EDIT: and, i have seen the circle/slash before, but only when i was trying to install the intel OSX86 developer disk on my generic PC. (which DID eventually work) but in my case, the circle/slash indicated a hardware problem, or some part of the configuration is unsupported.
is the second drive the owner installed still installed? have you tried removing it? in a few PC's ive worked on, a bad IDE drive has popped up, that every time it is plugged in it makes the entire PC act crazy / and/or dead, even if no power is plugged into the drive. so, maybe its a wonky drive somewhere?
That was one of the first things the owner thought of; right now it's got a single hard drive on one bus and the CD/DVD and a Zip drive on the other bus.
I wonder, though, if he didn't move a jumper on the hard drive that is making it wonky; if a drive is the only device on an ATA bus and it's set to slave, can that cause problems?
It could, but I do remember seeing posts around here about problems with G4 IDE controllers going south. Do you have a PCI card or another G4 to try the drive with? Do you have a FW enclosure to try to put the drive in?
In my experience, G4's prefer cable select over the hard-wired Master/Slave configurations. Try setting both devices on one chain to Cable select and go from there.

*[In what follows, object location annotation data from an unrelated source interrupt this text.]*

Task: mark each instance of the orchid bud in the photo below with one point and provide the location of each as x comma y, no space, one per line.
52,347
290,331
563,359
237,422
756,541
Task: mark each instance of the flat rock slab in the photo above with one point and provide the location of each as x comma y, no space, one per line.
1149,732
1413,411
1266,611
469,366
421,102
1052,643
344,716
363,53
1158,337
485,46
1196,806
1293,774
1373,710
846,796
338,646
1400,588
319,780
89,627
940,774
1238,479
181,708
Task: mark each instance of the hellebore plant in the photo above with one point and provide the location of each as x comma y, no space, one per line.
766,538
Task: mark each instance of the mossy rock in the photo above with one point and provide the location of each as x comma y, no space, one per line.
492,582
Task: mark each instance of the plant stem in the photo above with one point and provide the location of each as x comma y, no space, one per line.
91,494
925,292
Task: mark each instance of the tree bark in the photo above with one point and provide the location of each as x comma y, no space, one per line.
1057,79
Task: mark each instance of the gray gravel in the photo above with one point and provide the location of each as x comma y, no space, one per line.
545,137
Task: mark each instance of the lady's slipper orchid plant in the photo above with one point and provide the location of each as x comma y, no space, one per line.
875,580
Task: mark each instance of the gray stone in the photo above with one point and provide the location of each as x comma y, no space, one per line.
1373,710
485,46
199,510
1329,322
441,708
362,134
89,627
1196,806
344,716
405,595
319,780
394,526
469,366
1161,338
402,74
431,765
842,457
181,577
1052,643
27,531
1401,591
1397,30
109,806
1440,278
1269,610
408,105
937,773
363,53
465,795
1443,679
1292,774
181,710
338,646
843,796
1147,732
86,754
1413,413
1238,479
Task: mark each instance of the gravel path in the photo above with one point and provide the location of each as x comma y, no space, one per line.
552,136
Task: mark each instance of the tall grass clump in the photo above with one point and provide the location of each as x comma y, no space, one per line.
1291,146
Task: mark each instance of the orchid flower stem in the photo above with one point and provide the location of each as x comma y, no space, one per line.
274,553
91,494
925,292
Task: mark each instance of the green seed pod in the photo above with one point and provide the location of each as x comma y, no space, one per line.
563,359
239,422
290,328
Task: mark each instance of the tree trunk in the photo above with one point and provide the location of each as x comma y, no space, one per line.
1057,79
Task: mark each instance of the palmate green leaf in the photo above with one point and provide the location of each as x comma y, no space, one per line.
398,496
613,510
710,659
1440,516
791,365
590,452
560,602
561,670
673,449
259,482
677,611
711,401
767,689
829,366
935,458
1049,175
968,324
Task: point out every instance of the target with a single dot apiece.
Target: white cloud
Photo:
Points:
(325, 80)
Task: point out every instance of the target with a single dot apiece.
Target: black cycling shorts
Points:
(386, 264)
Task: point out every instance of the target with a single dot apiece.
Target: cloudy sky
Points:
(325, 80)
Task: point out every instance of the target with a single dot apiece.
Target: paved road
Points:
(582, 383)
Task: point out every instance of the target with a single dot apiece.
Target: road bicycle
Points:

Another obvious suggestion: Have you made sure that the cable isn't damaged? If the drives are seen, but you experience problems accessing them, a damaged cable is often to blame.
I've had issues with Quicksilver similar to this and these two fixes (in different instances) have solved the problem.
Cheers,
The Czar
This one was so obscure I surprised myself by finding it. I thought to check the jumper pins and to make sure that there were no bent pins on the drive connector, so I pulled it out & inspected things a bit more closely. It turned out that when the owner tried plugging in the cable one pin on the drive's connector was slightly bent. Instead of bending it further, pushing the cable onto it pushed the pin right through the back of the connector.
So I pulled the board from the drive mechanism to see if I could fix it, and the loose pin fell right out. I got the pin pushed back in its hole, pushed its connector up against it, soldered it back in place, plugged it in and it booted right up. Yesss!
Did you all hear me cheering when that happened?
I've had similar intermittent boot problems with my G4 MDD 1GHz running Tiger, until yesterday it completely died. Before then I found resetting the PRAM on the motherboard would do the trick. Not so yesterday. I tried each of my 4 hard disks in every combination possible, zapped the PRAM about 20 times, and I think the Mac had had enough, as it then proceeded to boot straight to a black screen.
To cut a long story short... that prohibited icon is what appear when the system cannot find a startup folder. It used to be a broken folder icon. If you boot in verbose mode (Command + V) then you will see it hangs with a message like "Waiting for root device". Like davintosh, my problem was due to a faulty connection, mine was on the IDE cable. I swapped it out for a fresh one and everything fired back up. Very close inspection of the old cable shows a very tiny scratch across it - but it would seem this is enough to cause a faulty connection.
I put a new 160Gb disk in, reinstalled Tiger and it obligingly copied over all my data from the old disk as part of the system install.
So, if anyone else is getting the prohibited icon, check all your connections. If that doesn't fix it, grab a Sonnet Tempo PCI IDE card and that will (only suitable for PowerMacs).